Pruning/Dimension Reduction: Sparsity.

7) Discuss convexity of composite functions, what mathematical strategies might be used to at least reduce local solutions?

DL: vertically product of composite functions and horizontally summation of them. This leads to many local solutions.

Strategies to reduce local solutions:

ReLU: simplify combination.
Partition neural networks

8) Why normally we use L2 for the input layers and L1 for the actual modeling? Explain why still sigmoid activations are still used for the output layers?

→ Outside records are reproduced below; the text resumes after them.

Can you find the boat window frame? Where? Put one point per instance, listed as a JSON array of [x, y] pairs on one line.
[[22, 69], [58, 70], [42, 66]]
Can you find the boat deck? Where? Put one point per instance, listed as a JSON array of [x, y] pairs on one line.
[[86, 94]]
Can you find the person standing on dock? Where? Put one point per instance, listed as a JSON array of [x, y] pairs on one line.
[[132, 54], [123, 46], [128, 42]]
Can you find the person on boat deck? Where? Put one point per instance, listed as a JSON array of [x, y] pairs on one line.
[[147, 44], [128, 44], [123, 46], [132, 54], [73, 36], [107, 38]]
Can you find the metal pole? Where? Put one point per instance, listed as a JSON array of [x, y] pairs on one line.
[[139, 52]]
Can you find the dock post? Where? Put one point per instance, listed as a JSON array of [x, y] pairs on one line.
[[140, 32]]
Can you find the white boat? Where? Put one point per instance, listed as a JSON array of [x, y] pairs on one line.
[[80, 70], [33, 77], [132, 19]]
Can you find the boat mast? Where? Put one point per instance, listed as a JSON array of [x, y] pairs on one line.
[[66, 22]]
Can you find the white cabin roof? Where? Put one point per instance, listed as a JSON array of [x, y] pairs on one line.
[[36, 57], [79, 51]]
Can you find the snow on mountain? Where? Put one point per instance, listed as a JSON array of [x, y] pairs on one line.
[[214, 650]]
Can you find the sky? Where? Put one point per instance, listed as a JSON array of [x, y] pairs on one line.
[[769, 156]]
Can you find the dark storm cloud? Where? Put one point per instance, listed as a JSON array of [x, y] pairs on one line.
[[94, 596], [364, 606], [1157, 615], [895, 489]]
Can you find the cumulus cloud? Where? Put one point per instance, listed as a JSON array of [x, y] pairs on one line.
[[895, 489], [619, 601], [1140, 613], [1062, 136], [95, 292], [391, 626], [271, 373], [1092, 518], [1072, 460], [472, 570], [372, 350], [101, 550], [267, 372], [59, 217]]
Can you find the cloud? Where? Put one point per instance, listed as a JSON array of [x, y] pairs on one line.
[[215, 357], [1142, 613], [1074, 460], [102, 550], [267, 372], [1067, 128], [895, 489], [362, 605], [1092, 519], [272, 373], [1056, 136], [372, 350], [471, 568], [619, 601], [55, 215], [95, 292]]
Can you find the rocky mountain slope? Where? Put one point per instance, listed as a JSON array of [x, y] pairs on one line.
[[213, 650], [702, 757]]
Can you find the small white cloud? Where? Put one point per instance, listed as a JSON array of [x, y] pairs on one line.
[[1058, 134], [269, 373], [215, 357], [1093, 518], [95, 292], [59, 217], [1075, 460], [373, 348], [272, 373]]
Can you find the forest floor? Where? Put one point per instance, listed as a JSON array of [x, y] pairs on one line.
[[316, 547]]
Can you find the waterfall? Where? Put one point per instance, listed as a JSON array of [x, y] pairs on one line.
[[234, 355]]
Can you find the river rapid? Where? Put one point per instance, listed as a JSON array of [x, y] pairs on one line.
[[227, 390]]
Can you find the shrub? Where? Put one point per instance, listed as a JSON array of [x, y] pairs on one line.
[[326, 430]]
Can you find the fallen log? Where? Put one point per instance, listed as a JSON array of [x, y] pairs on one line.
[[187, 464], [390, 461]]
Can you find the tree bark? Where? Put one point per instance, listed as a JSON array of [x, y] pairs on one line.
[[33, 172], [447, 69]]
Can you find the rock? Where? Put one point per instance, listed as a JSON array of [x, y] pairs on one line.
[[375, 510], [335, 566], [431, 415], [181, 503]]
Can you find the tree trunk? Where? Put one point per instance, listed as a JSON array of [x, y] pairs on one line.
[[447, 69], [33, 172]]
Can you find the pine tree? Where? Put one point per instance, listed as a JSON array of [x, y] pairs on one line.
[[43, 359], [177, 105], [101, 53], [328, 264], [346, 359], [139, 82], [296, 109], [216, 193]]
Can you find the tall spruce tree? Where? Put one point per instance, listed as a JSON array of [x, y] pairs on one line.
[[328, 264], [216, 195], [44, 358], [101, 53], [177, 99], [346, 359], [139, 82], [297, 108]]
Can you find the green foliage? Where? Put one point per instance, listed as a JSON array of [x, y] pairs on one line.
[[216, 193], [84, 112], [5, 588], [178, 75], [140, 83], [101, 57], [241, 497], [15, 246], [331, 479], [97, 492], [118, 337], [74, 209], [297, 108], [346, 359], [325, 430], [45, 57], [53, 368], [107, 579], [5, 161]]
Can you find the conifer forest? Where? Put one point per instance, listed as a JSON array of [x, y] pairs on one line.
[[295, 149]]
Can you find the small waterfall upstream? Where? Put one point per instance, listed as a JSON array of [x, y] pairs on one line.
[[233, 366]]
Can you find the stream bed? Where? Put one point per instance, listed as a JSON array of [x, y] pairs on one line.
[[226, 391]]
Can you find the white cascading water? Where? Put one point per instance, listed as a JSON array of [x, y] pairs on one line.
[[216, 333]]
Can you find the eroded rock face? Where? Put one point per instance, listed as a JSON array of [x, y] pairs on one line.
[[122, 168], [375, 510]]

Input layers of L2 and hidden layers of L1:

L2: smooth inputs. Because some data/ features still are really big. L2 cancel to relative weight and average inputs (not to different from each other)
L1: for sparsity. Keep pruning connections between the layers. Sparse networks are computationally tolerant.
Sigmoid (softmax): renormalize and recalibrate the outputs. Get probabilistic outputs (Logistic Loss) and try to evaluate from distance from distribution or entropy point of view. Sometimes we use $tanh()$

**9) What would be the true features of an object modeling problem? Give two examples to highlight the importance of selecting appropriate dimensions for feature representations;**⭐️

Have strong information, low-rank DL can dig out the underlying relationship within the data and get the "true" feature Problems: Basis function selection, ways of combination (topology), BP(gradient vanish and explode), memory (RNN, LSTM), Computational complexity, Over/Under-fitting

head location: reconstruct 2D pic to 3D space. truth table: only 3 dimensions are critical other boolean variables are useless. (dimension reduction and feature selection)

YB's own answer: Two examples

Posture of human face: high-dimension image and two/ three-dimension representation is good.
Simulate Boolean algorithm: how many sigmoid functions you need? Three gates that construct 8 bits truth tables. It is three-dimensional (I don't know what this is about)

10) Why does the feature decomposition in deep learning then a topological recombination could make a better sampling? What would be the potential problems making deep learning not a viable approach? 006:40:53

DL is able to decompose data into different primitive parts. These parts cam recombine those other parts. This exponentially or factorially increase the data for possible combinations. This increase the sample capacity and can generate sample $\Rightarrow$ GAN

Potential problems: (on slides)

Local solutions
Vanishing gradients
...

**11) Explain the importance of appropriate feature selection being compatible with model selection in the context of model complexity;**⭐️ 006:44:56

The feature should be compatible with the representation ability of the model. Otherwise, over-fitting or under-fitting will be likely to happen.

Higher dimensional data are more likely to over-fitting.

The feature selection should match the model selection.

12) What would be the ultimate and best representation for a high dimensional and complex problem? How this might be possibly achieved? 006:46:14

Everything should be modular and re-useful. Everything should be combination of building blocks. Problems should be reorganized by the combination of the structural, logical, and conceptual parts instead of case by case. (Key word: modular combination)

13) How RNN can be expanded our learning to fully taking advantage of Turing machine? What RNN can whereas CNN cannot do? 006:47:38

RNN & CNN:

RNNs are more capable of achieving something beyond simulation of functions. RNN begins to simulate some logical process (memorizing, decision, and stopping). RNN learns not only a process function but also Turing process where logics can be simulated (recursions...). CNN cannot do this.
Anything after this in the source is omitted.